The countries of the Eastern Partnership (EAP) – Armenia, Azerbaijan, Belarus, Georgia, the Republic of Moldova and Ukraine - as well as the Russian Federation are characterized by common structural problems and at the same time diverging development paths. All these countries are democracies according to their own expectations, but many of them often grant restricted levels of freedom to their civil societies. The democratic consolidation in most of them countries is considered as faltering or not yet completed. In the economic sector, the ongoing crisis shows that none of the countries had developed a sustainable strategy for growth and the vulnerability to external shocks stays high. The social situation of the population is consecutively uncertain, young people are often looking for prospects abroad.
The deciding factor for the foreign policy of the EAP countries is the “central position” between the European Union and Russia.
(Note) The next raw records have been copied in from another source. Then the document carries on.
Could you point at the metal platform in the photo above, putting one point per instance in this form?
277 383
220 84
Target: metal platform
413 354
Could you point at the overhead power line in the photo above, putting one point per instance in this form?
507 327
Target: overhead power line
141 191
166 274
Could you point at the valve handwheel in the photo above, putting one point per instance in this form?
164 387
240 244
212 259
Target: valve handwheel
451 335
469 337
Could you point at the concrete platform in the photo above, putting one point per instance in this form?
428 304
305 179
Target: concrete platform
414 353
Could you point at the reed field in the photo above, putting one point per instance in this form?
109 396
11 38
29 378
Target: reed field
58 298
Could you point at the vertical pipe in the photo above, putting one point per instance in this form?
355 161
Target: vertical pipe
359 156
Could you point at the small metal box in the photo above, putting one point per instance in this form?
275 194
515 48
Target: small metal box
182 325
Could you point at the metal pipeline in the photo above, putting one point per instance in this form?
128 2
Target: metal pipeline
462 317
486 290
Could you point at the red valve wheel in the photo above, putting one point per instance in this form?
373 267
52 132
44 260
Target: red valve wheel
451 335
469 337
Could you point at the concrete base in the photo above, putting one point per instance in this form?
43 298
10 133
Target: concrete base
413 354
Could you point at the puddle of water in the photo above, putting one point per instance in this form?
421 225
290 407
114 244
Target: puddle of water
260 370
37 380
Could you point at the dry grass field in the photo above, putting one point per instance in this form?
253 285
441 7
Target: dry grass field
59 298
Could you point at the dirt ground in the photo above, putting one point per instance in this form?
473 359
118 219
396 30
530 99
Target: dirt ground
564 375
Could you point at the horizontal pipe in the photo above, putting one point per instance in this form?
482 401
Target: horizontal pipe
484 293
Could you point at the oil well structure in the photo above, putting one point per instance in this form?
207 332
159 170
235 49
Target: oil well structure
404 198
In the last 25 years, all six states tried to expand their scope of action through more or less clever maneuvers between both of them, while through the successful completion of the association agreements with the European Union Ukraine, Moldova and Georgia currently seem to be firmly established in the “western camp”, whereas Armenia and Belarus had been looking for connection to the Russian dominating Eurasian Economic Union and at the same time other ways of cooperation with the EU. Only Azerbaijan stays undecided.
Those developments are taking place within an information space, in which even 25 years after the collapse of the Soviet Union the Russian language stays the lingua franca and therefor Russian-speaking media can have and important impact on formation of opinion in the individual societies.
At the same time, the single states and societies are orienting themselves towards the “centers” Moscow and Brussels, the cross connections between the individual states of the EAP are underdeveloped, in the case of Armenia and Azerbaijan due to the Karabakh conflict even not existing.
Although the paths of development vary widely, there are, based on partially common history and in some sectors likewise structural challenges, multiple starting points for a regional dialogue on matters concerning democratic consolidation, political and social fundamental rights, sustainable economic development as well as peace and security.
The Regional Project “Dialog Eastern Europe” of the Friedrich-Ebert-Stiftung aims to contribute in this context to a bi- and multilateral exchange within the region and lays emphasis on junior experts out of the sociopolitical sector and pursues a cross-national approach with every individual measure.